### DNA-binding proteins

DNA-binding proteins were obtained from our previous study [10]. In that study, we extracted all protein-DNA complexes from the PDB [16]. Then, the dataset was culled using PISCES [17]. The resulting dataset consisted of 171 proteins with mutual sequence identity ≤ 30% and each protein had at least 40 amino acid residues. All the structures have resolution better than 3.0 Å and R factor less than 0.3. In the current study, seven features are evaluated for their usefulness in the prediction of DNA-binding sites. Thus, seven features were calculated for each protein. Among them, structural conservation was calculated based on the alignment of structural neighbors (See details in section 2.2). 25 proteins were discarded because no structures neighbors were found. In the end, 146 DNA-binding proteins were used to evaluate the proposed method in cross-validation.

### Features

DNA was removed from the protein-DNA complexes and seven features were calculated for each amino acid of the protein: (1) Relative solvent accessibility was calculated using NACCESS [18]; (2) Electrostatic potential was calculated using Delphi [19] with the same parameters used in the study of Jones et a. [1]. The electrostatic potential of a residue is defined as the average of the electrostatic potentials at the locations of all its atoms as described in Jones et a. [1]; (3) Sequence entropy at each residue position (the sequence entropy for the corresponding column in the multiple sequence alignment) was extracted from the HSSP database [20]. Sequence entropy is a measure of sequence conservation. The lower the value, the more conserved is the corresponding residue position; (4) Surface curvature at each residue position was calculated using MSP (http://connolly.best.vwh.net/); (5) Pockets on protein surface were detected using Proshape (http://csb.stanford.edu/~koehl/ProShape/download.php). The pocket size of a residue is defined as the size of the pocket that the residue is located in.
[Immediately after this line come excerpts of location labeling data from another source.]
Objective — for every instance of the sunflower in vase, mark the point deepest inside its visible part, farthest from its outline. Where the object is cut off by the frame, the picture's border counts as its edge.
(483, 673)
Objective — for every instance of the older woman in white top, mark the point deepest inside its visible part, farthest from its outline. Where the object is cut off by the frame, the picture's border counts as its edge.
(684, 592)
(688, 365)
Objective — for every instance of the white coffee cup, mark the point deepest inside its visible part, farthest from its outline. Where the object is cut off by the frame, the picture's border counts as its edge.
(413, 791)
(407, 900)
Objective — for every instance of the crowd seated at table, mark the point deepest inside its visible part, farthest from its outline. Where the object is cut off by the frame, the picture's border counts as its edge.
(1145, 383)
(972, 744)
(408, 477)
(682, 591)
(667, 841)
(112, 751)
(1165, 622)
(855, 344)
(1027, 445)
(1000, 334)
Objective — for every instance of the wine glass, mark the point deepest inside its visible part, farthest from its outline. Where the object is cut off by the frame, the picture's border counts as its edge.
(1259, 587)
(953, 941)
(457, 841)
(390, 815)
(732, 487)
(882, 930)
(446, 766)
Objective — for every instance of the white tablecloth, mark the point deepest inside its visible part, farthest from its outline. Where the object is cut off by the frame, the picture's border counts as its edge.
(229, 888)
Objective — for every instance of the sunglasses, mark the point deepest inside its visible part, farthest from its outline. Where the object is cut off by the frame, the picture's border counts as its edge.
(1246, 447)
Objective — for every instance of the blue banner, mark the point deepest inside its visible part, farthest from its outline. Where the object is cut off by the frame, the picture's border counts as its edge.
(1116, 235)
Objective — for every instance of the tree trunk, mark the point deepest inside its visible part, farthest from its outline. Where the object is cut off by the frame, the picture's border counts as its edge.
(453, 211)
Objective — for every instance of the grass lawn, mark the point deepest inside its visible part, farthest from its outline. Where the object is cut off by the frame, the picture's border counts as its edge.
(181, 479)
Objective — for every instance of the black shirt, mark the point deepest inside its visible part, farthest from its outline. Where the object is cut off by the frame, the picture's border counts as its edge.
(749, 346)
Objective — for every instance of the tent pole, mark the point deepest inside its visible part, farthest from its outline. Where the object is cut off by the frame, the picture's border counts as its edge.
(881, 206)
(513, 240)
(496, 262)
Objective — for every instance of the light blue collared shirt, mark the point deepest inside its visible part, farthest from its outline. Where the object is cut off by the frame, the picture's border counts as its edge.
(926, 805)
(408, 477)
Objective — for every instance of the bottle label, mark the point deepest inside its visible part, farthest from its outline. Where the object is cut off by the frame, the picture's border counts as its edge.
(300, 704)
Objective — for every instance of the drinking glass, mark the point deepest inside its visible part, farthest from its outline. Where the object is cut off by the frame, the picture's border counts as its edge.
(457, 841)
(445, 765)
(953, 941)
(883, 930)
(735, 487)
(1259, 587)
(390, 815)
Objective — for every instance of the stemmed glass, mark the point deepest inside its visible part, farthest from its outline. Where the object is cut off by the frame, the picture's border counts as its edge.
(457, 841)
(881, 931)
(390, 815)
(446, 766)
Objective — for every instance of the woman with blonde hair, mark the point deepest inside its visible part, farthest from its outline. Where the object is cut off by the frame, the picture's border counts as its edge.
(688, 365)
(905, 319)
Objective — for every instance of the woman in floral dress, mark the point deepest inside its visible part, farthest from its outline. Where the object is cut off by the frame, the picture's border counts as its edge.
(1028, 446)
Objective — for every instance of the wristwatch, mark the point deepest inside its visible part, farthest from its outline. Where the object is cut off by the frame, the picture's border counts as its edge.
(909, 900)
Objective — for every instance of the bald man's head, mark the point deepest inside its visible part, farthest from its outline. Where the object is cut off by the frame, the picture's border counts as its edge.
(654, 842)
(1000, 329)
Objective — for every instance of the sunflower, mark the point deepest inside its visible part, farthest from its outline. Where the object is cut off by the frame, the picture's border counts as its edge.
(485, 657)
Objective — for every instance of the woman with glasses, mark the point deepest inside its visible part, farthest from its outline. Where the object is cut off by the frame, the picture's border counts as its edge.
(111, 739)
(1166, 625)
If a residue is not located in any pocket, then a value of 0 is assigned to the pocket size of the residue; (6) The DALI server [21] was used to search for structural neighbors in the PDB for each of the DNA-binding proteins. The DALI server returned a multiple alignment of the query structure and its structural neighbors. Then, structural conservation score was calculated for each residue position using Scorecons [22] based on the multiple alignment; and (7) position-specific scoring matrix (PSSM) of a protein was built by running 4 iterations of PSI-BLAST [23] against the NCBI non-redundant (nr) database. In the PSSM, each residue position corresponds to 20 values. Thus, in total, each amino acid residue is associated with 26 attributes. All these attributes were normalized to the range of 0[1].

### Interface residues and surface residues

Interface residues are defined as in Jones *et al*. [1]. Solvent accessible surface area (ASA) was computed for each residue in the unbound protein (in absence of DNA) and in the protein-DNA complex. A residue is defined to be an interface residue if its ASA in the protein-DNA complex is less than its ASA in the unbound protein by at least 1Å^{2}. A residue is defined to be a surface residue if its relative accessibility in the unbound protein is >5%. In total, 4,337 interfaces residues and 27,248 surface residues were obtained.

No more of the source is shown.